ARBIL, Iraq, (Reuters) – The president of Iraq’s autonomous Kurdish region asked its parliament yesterday to plan a referendum on Kurdish independence, signalling his impatience with Baghdad, which is fighting to repel Sunni insurgents and struggling to form a new government.
The move came despite U.S. pressure for Kurds to stand with Baghdad as Iraq faces an onslaught by Sunni Muslim militants, led by an al Qaeda offshoot, which has seized large parts of the north and west and is threatening to march on the capital.
Iraq’s 5 million Kurds, who have governed themselves in relative peace since the 1990s, have expanded their territory by as much as 40 percent in recent weeks as the sectarian insurgency has threatened to split the country.
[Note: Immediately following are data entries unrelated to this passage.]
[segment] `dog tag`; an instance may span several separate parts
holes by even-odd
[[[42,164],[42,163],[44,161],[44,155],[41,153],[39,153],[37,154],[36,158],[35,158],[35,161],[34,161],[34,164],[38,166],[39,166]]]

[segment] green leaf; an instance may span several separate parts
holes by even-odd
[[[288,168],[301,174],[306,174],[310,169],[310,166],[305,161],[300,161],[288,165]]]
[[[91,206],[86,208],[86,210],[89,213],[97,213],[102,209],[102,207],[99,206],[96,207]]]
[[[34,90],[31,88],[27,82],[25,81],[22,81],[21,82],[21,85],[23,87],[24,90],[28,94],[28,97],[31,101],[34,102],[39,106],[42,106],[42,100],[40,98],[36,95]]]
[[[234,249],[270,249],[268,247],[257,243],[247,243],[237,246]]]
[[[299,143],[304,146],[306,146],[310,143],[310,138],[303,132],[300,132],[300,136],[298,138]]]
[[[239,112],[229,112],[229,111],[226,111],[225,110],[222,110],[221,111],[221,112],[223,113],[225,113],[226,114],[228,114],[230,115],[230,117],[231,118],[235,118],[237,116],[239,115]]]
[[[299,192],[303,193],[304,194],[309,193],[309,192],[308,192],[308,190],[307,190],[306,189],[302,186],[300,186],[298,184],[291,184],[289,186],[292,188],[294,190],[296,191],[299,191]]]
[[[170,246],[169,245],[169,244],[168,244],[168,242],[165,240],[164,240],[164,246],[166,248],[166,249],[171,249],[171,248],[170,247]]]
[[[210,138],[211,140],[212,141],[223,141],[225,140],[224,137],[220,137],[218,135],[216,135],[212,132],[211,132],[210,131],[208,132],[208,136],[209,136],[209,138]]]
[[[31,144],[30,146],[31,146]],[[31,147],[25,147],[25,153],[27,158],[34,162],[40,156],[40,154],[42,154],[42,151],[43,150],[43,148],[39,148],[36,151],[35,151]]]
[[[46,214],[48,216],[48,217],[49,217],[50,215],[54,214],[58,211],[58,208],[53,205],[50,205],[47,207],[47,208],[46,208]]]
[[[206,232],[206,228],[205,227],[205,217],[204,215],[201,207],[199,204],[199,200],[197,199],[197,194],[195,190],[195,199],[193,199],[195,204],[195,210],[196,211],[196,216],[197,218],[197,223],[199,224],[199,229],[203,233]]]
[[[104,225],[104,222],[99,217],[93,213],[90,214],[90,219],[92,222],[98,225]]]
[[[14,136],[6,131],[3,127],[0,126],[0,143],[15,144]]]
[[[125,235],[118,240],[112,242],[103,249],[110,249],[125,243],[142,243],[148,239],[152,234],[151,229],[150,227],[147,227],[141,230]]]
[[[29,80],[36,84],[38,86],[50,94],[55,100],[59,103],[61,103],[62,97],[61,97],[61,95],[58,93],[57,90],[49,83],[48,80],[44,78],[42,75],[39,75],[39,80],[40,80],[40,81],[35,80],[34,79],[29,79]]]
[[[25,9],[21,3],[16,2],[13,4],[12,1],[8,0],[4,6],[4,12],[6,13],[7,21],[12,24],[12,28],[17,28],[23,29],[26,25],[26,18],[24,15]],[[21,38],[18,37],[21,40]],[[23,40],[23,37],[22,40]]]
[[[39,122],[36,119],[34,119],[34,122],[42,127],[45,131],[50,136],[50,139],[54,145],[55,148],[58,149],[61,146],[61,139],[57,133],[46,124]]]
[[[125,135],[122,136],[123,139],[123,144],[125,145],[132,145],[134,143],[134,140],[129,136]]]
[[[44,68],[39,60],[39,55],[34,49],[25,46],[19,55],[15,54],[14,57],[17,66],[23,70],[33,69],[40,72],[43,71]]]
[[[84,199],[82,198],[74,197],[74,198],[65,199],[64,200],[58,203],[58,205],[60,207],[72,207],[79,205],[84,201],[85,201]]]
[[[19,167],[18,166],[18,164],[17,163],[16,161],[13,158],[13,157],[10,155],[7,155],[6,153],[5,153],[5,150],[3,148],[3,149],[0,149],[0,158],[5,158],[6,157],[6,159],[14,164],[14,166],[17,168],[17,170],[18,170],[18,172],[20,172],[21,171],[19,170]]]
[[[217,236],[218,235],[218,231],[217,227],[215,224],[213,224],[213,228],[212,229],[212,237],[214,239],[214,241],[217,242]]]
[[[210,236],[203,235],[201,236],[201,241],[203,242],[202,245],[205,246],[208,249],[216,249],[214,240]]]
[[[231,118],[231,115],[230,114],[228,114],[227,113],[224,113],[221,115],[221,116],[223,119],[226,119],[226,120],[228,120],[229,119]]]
Kurdish President Massoud Barzani asked lawmakers to form a committee to organise a referendum on independence and pick a date for the vote.
“The time has come for us to determine our own fate and we must not wait for others to determine it for us,” Barzani said in a closed session of the Kurdish parliament that was later broadcast on television.
“For that reason, I consider it necessary … to create an independent electoral commission as a first step and, second, to make preparations for a referendum.”
Barzani’s call came days after Kurds and Sunnis walked out of the newly elected Iraqi parliament’s first session in Baghdad, complaining that the majority Shi’ites had failed to nominate a prime minister.
Many Kurds have long wanted to declare independence and now sense a golden opportunity, with Baghdad weak and Sunni armed groups in control of northern cities such as Mosul and Tikrit. Top U.S. defence officials, who have deployed advisers to the region to assess the state of the Iraqi military, said the security forces were able to defend Baghdad but would have difficulty going on the offensive to recapture lost territory, mainly because of logistical weaknesses.
“If you’re asking me will the Iraqis at some point be able to go back on the offensive to recapture the part of Iraq that they’ve lost, I think that’s a really broad campaign quality question,” General Martin Dempsey, chairman of the U.S. Joint Chiefs of Staff, told reporters at the Pentagon. “Probably not by themselves.”
Dempsey said “the future is pretty bleak” for Iraqis unless they can bridge the sectarian differences within their government.
The absence of an inclusive government, he said, was a factor in the security forces’ failure to stand up to ISIL.
“They didn’t collapse in the face of a fight. They collapsed in the face of a future that didn’t hold out any hope for them,” Dempsey said.
Unless the Iraqi government bridges internal sectarian differences and “gets the message out that it really does intend to allow participation by all groups, everything we’re talking about (doing to help) makes no difference,” he said.